All things considered, third overall and second among the championship runners was a very positive result that keeps Payne well in the hunt for this year’s title. But there was no time to think about that, as as soon as they’d arrived at the final time control they were off, heading for Aberystywth.


“Me, Patrick and our chief mechanic Alan Causey jumped in with my dad, and I had a bit more of a sweat on getting in with my dad than what I did in the rally car all day!” Payne laughs.

“He was so determined to get us there.”

There had been a delay on the last stage of the Woodpecker too so that made things even tighter, but the team managed it. Payne and Walsh had made it to Aberystwyth on time, although took on Saturday’s four stages 88th on the road instead of their seeded ninth.

“At first, phwoar, the first two stages were on the seafront and you can’t get into any sort of rhythm onto them at all really, it’s sandy and it’s slippy – just get round them and don’t make a mess of it really, that was all that we had to do on them,” Payne says, describing the challenge of taking on an entirely different rally less than 12 hours after starting another.

“Because we were in a gravel mindset if you want to call it that, we were braking early and expecting the car to step out but we were just backing off a bit.

When you're driving, no matter how tired you are you've got the adrenalin rush Elliot Payne

“I think it would’ve been easier to go from Tarmac to gravel than gravel to Tarmac because your braking points are bang on, whereas from gravel to Tarmac it’s just a little bit harder I think.”

Despite the challenge, Payne made it safely through the evening but didn’t get back to the hotel until 1am on Sunday morning, having left a different hotel earlier that morning at around 6.30am.

But there would be no respite, as eight punishing Rali Ceredigion stages still lay in wait on Sunday. And lying 16th overall overnight, Payne would be back towards the front of the running order again – perhaps the last thing he wanted after such a tiring day.

“When you’re driving, no matter how tired you are you’ve got the adrenalin rush, I think it’s just afterwards when you’re sat around and dozing about, that’s what gets you tired,” he says.

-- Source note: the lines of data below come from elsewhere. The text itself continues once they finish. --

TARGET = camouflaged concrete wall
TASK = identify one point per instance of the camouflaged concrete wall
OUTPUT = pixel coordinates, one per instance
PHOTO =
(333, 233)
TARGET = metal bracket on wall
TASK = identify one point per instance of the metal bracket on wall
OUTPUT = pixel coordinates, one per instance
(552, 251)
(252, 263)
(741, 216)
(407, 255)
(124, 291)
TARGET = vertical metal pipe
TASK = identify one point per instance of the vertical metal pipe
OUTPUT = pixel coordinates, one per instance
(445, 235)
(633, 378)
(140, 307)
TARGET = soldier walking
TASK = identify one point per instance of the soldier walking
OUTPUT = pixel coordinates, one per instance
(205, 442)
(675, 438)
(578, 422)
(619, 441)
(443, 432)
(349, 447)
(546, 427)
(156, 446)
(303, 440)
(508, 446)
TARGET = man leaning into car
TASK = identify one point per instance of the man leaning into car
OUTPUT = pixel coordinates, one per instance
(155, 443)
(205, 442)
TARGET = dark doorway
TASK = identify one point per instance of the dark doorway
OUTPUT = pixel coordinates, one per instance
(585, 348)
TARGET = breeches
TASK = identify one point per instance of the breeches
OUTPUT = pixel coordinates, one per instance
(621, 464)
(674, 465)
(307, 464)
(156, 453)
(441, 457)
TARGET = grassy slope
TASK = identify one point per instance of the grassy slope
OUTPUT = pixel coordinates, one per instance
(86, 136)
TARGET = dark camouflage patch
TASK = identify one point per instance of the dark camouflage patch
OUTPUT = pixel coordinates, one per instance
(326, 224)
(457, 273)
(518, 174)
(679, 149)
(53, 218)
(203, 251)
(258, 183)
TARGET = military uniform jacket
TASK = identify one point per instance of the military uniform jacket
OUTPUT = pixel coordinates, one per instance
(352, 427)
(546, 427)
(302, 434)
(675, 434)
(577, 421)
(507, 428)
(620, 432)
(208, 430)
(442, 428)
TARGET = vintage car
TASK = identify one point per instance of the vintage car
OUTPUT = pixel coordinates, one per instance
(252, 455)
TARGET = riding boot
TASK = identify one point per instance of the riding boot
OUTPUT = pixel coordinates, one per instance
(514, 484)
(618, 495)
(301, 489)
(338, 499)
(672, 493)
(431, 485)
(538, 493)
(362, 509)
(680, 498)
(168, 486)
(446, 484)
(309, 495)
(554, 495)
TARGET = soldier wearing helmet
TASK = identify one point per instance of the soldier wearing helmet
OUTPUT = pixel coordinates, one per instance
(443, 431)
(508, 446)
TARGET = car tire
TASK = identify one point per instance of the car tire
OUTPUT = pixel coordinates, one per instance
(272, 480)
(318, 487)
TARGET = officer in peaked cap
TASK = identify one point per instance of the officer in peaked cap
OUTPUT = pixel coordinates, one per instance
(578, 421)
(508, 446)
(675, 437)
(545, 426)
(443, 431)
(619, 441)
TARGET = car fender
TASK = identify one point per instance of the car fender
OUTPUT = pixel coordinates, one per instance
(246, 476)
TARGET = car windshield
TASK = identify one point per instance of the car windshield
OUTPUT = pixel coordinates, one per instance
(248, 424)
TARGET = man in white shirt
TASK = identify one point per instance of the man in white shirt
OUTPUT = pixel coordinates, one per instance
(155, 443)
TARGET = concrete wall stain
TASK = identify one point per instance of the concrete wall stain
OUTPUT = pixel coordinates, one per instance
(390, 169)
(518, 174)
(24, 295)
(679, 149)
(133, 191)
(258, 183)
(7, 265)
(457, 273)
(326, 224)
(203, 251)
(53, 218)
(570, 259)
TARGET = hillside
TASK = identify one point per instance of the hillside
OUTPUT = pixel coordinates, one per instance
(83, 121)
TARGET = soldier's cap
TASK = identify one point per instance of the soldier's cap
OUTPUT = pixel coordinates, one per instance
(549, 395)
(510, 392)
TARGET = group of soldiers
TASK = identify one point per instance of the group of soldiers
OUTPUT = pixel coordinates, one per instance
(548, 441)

“The four-hour drive back [home] was the worst bit!”

Elliot Payne / Patrick Walsh - Ford Fiesta Rally2

It was a truly groundbreaking and mesmerising achievement to take on two rallies in one day, especially two events with such different characteristics. But all of that talk about what Payne did to get there overshadowed what he actually managed to produce on the stages.

Seventh overall, and fifth in BRC, against a field that included 2019 Rali Ceredigion winner and BRC points leader Osian Pryce – and of course World Rally Championship winner Hayden Paddon – was no mean feat.

“Yeah we were getting there with it. With Rali Ceredigion I had it in the back of my head there’s no point in going all balls out and having a big accident when there’s no need to.

“Yeah we were pushing a bit but we weren’t taking risks, we just had it in the back of our head there’s no point having a big smash up for no points if you get what I mean.”

It was very much job done. Points scored. Experience gained. History made. And Payne would quite happily do it all again.

“Yeah without a doubt,” he says.

“It’s one of those things you’ve got to get on and do, it’s the only way you’re going to move forward with anything. At least next year if they do put it in the calendar again we have notes for it and a good DVD to look back on.

“Just a massive thanks to my dad and the mechanics getting it all sorted and done so that we could pull it off.”